Let’s take YouTube, for example: I would have to search for my favorite channel for a particular topic. I think some people watch back-to-back YouTube videos but it feels more single-serve now, as in, I need to see this, I search and find my answer and I’m done. TikTok, on the other hand, is awesome for content creators because the audience is dialed in and engaged. I think I heard 500 million people spend an hour a day on it. Now a big part of that content is simply what the algorithm chooses to push. You might see dancing, art, drinks, music, and a host of other things in that browsing session. So while I wanted to see dancing, now I’m in the mood for a cocktail or some comedy. Your chances to be seen by a bigger audience increase exponentially.
What’s your most popular drink on TikTok?
I think Hpnotiq and Blue Shark Vodka is my most watched video with 1.3 million views. It created a little stir because I said I preferred Blue Shark Vodka (out of North Carolina) over Grey Goose.
How did you grow your following on TikTok?
I heard that you should post three to four times a day, so I started posting bottles from my bar and giving snippets of information about them. I think that took me from a couple hundred followers to 10,000 to 15,000. The next big lift came when I watched someone mix rum and root beer together and I thought, I have never tried it, so I grabbed a bottle on the way home and shot the video. From there, people started to suggest all sorts of things to try. One night I said, I guess I am going to be “drinking the comments,” and #drinkingthecomments was born. It took no time from there before I was at 100,000 followers. So I’ll say it was a bit of luck. But here are the things I feel I did right: I knew my niche from the beginning. I think it is OK if you are figuring it out but the quicker you know the faster you can focus on growing it. Next, I am doing what I love and I am authentic about it. I love the history and experience of spirits and I think people can connect and relate to it. It also made it easy for me to keep doing it when no one was watching because I loved it. Lastly, I think people like to engage and connect and I always make it a point to interact with as many people as I can regardless of the size of their platform. I spend more time connecting with the people who are into my content than trying to connect with those who aren’t.

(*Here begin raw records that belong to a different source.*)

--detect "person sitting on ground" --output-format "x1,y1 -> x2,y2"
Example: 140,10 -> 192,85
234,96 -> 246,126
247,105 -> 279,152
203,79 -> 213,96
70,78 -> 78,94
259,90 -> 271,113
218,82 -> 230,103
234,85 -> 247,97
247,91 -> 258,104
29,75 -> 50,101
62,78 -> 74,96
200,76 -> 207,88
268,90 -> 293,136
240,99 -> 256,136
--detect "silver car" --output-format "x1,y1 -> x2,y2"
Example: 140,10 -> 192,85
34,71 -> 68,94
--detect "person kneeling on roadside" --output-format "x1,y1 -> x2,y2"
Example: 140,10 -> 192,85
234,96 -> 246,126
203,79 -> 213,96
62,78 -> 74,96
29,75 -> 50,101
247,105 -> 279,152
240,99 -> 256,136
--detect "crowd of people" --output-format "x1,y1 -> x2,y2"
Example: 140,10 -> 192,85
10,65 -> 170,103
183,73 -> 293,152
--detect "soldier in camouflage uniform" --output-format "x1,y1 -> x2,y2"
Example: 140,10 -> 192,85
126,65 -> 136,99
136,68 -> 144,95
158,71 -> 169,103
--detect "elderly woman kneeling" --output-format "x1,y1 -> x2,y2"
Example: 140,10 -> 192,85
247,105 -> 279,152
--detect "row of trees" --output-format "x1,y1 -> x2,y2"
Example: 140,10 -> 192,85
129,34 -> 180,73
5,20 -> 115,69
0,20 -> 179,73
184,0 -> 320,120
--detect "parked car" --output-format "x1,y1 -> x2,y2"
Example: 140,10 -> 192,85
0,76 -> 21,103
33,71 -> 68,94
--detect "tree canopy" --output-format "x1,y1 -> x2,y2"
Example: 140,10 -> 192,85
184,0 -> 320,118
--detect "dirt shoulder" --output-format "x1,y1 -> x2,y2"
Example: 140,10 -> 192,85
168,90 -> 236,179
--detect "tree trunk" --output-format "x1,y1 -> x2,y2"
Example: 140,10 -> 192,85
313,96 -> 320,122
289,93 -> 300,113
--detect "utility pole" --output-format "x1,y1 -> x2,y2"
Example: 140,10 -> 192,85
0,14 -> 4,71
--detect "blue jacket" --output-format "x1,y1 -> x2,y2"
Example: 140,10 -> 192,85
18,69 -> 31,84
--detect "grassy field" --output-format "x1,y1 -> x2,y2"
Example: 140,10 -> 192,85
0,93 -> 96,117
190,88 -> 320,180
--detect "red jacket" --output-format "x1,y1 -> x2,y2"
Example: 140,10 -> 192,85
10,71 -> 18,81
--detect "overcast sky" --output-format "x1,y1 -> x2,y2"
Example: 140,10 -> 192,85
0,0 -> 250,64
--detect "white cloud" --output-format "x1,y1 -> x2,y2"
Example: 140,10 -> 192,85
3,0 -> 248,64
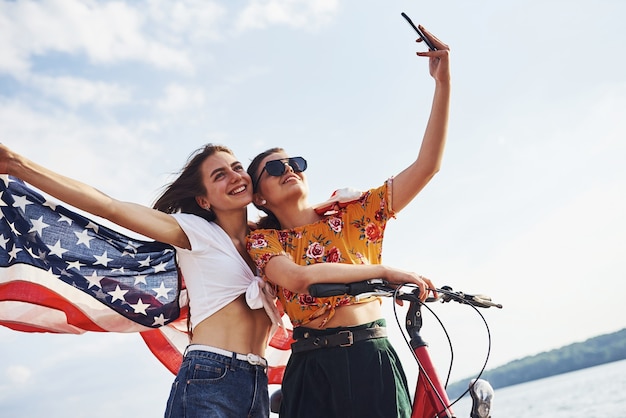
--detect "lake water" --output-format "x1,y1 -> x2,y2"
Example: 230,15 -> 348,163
454,360 -> 626,418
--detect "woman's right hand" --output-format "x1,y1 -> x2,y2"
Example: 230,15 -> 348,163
383,267 -> 438,302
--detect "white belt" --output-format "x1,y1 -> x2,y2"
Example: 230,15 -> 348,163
187,344 -> 267,367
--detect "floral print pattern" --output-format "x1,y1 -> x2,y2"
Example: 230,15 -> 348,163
247,182 -> 393,327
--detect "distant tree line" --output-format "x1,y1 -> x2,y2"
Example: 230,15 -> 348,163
448,328 -> 626,398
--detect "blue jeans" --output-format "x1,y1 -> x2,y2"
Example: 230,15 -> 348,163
165,351 -> 269,418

Have there been any challenges on TikTok?
I definitely think I am going against the odds with TikTok. I am old, out of shape, and Black. I don’t really fit the mold for this app. I think the algorithm is a fickle beast that I don’t fully understand. I still have not made it to the creator marketplace. I think it takes a lot to work a day job and create content. I could go on, but without challenge there can be no strength. I am building a brand that I hope one day will be a household name and I need that brand and myself to be prepared. Some videos flop, so I continue to innovate. I need to remind myself of how badly I want this to happen. So all in all, I am grateful for the opportunity and the audience.
Are there any new themes or approaches to cocktail-making you hope to explore in the future?
I think there will be more themed drinks, sports, movies, and candies. Cocktail makers like bartesians, and new spirits like Cristalino tequilas and flavored whiskeys will also grow. And we will also see more RTDs — ready to drink cocktails — emerge on the scene, like seltzers, Jack Daniel’s, and Crown Royal cans.
What is your favorite cocktail?
Honesty, I have a true love for spirits, so even when I mix drinks, I still like to make the spirit the star of the show. When the cameras are not rolling I love a nice, simple Cuba Libre. It says to me relax, unwind, and it transports me to somewhere tropical where the dress code is linen and flip-flops.